After months on the NBA's endangered species list, the Vancouver Grizzlies are officially extinct.

On Tuesday, the league's board of governors unanimously approved the team's move from Vancouver to Memphis.

It is the NBA's first franchise relocation since the Kings moved from Kansas City to Sacramento in 1985.

"We are gratified by the community's enthusiasm and remarkable level of support for the Grizzlies," NBA commissioner David Stern said. "The city of Memphis, Shelby County, the NBA pursuit team, the business community and the local investors have come together with Michael Heisley and the Grizzlies organization to assure that a successful NBA franchise in Memphis will be a reality."

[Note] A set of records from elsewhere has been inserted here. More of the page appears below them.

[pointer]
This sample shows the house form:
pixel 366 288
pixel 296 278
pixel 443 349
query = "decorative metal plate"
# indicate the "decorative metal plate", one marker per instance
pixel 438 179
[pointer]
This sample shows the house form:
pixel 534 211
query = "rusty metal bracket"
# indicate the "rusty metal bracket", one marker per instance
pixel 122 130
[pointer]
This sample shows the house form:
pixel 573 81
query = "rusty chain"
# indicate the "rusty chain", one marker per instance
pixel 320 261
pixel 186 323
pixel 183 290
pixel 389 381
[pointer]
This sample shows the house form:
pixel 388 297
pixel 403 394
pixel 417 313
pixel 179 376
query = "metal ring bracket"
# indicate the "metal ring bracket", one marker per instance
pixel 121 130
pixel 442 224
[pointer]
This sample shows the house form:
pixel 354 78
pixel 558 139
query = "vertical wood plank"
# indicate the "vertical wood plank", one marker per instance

"A number of citizens as well as elected officials have worked very hard to make this dream of an NBA franchise for Memphis a reality," Memphis mayor Willie Herenton added.

The league also approved controlling owner Micheal Heisley's sale of a minority interest in the team to a group of Memphis-based investors led by J.R. (Pitt) Hyde III and his wife, Barbara.

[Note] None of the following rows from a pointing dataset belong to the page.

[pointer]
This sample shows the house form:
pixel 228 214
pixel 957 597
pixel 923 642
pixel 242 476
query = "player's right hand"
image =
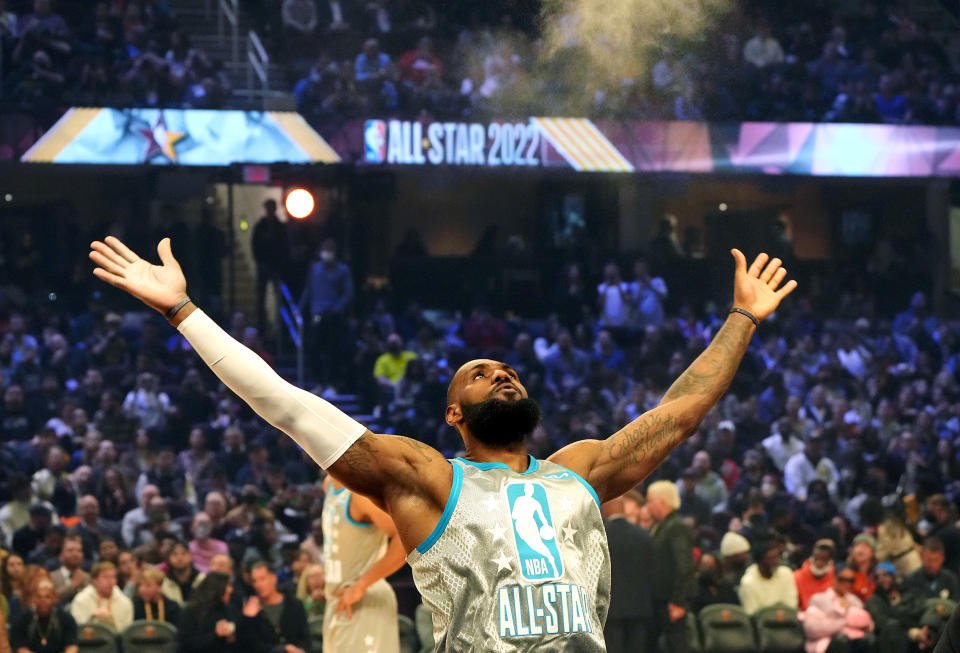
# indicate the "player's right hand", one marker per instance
pixel 160 287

Hyde is founder of AutoZone, an auto parts company.

"This is an exciting day for the people of Memphis," Hyde said. "It's time now to turn our focus to building a competitive basketball team that will be a positive force in the city."

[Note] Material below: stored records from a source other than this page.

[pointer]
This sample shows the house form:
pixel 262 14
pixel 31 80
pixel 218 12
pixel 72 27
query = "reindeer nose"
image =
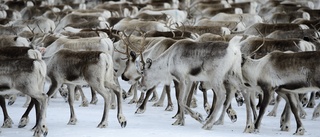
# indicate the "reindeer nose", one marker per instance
pixel 124 78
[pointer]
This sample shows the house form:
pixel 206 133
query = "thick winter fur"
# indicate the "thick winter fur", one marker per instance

The relocation vote was all but a formality.

The Grizzlies had already moved the team's front office and operations to Memphis last month.

Heisley announced his intentions of moving the Grizz to another city back in February, when he met with NBA commissioner David Stern and outlined the cost of running the franchise in Vancouver.

Emerging from an hour-and-a-half long meeting with Heisley that day, Stern admitted that the situation was dismal and the league would look into relocation options.

It's already clear that the Grizzlies will field a vastly different team that won no more than 23 games in a season

Over the last week, Grizzlies changed the total look of their team, dealing top scorer Shareef Abdur-Rahim and guard Mike Bibby, and drafting college player of the year Shane Battier in Wednesday's NBA Draft.

Abdur-Rahim was dealt to the Atlanta Hawks in return for Lorenzen Wright, Brevin Knight and Pao Gasol, the third overall pick in the draft, while Bibby was traded to the Sacramento Kings in exchange for Jason Williams and Nick Anderson.

The Grizzlies will play in the decade-old, 19,000-seat Pyramid while a new arena is constructed over the next two to three years.

By giving the move its final approval, the league ends the Grizzlies short six-year existence.

The Grizzlies were added to the NBA as an expansion team April 27, 1994 and began play in 1995, winning their first game at Portland 92-80.

The Grizzlies would record just 15 victories in that inaugural season, and continued to struggle after that, winning just 14 the next season, then going 19-63 in their third.

Vancouver won just eight of 50 games in the lockout season of 1998-99.

They improved to 22-60 in 1999-2000 and 23-59 last season.